COURT OF APPEALS

                DECISION

   DATED AND RELEASED

 

          JANUARY 30, 1996

 

 

 

 

                  NOTICE

 

A party may file with the Supreme Court a petition to review an adverse decision by the Court of Appeals.  See § 808.10 and Rule 809.62, Stats.

This opinion is subject to further editing.  If published, the official version will appear in the bound volume of the Official Reports.

 

 

 

 

No.  95-1972-CR

 

STATE OF WISCONSIN               IN COURT OF APPEALS

     DISTRICT III           

                                                                                                                       

STATE OF WISCONSIN,

 

                                                            Plaintiff-Respondent,

 

                        v.

 

JASON R. KUEHN,

 

                                                            Defendant-Appellant.
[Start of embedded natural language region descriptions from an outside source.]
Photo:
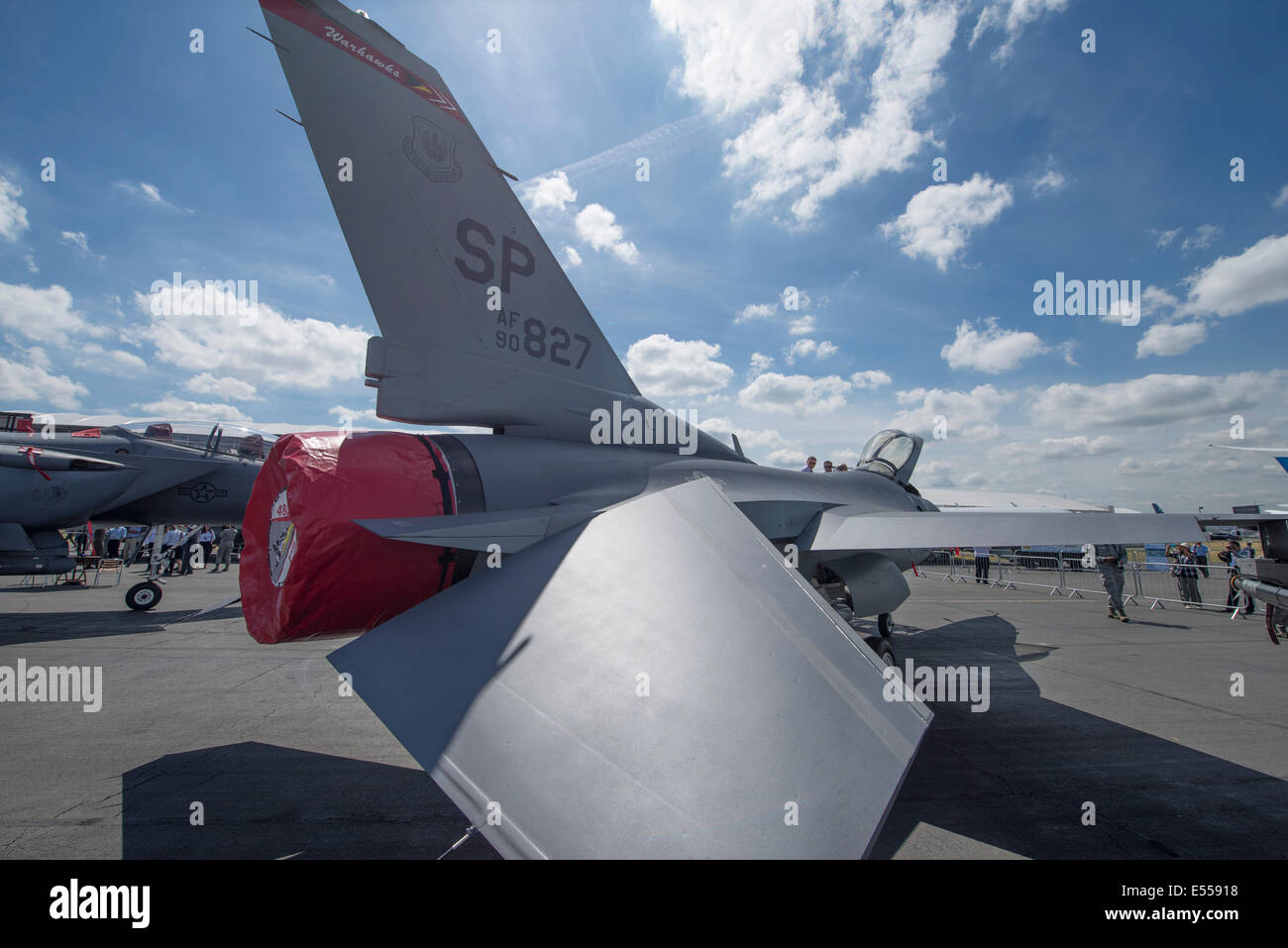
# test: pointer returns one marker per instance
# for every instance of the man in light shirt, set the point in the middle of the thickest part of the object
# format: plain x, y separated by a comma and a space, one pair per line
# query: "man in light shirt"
982, 558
                                                                                                                      

 

 

                        APPEAL from a judgment of the circuit court for Lincoln County:  J. MICHAEL NOLAN, Judge.  Affirmed.

                        Before Cane, P.J., LaRocque and Myse, JJ.

                        PER CURIAM.   Jason Kuehn appeals a judgment sentencing him to a total of twenty-one years in prison for battering a staff member at the Lincoln Hills School, a juvenile detention facility, and assaulting two staff members.  He argues that the charges are multiplicitous and that the sentence is excessive.  We reject these arguments and affirm the judgment.

                        After being frustrated when a planned escape failed, Kuehn and another inmate planned to attack two staff members at their cottage.  Kuehn's accomplice swore that he would kill one of the staff and indicated he would rape the other if he had the chance.  The two inmates attacked the staff after meal time, hitting them in the face with food trays, cutting the lip of the female staff member, and beating the other with a broomstick and trying to stab him with the pointed end of the stick after it broke.  The purpose of the attack was to hurt or kill the male staff member because he had stated he did not care when Kuehn reported that his ribs hurt a couple days earlier.  They also thought the attack would cause them to be sentenced to an adult prison where "you get TV in your cell, you can smoke, you can even get weed and stuff."

                        Pursuant to a plea agreement, Kuehn pled guilty to one count of battery and two counts of assault.  In return, one count of battery and one count of assault were dismissed.  The recommended minimum sentence for the battery is three years, for the assaults five years each.  The court sentenced Kuehn to four years on the battery and consecutive eight- and nine-year terms on the assault counts.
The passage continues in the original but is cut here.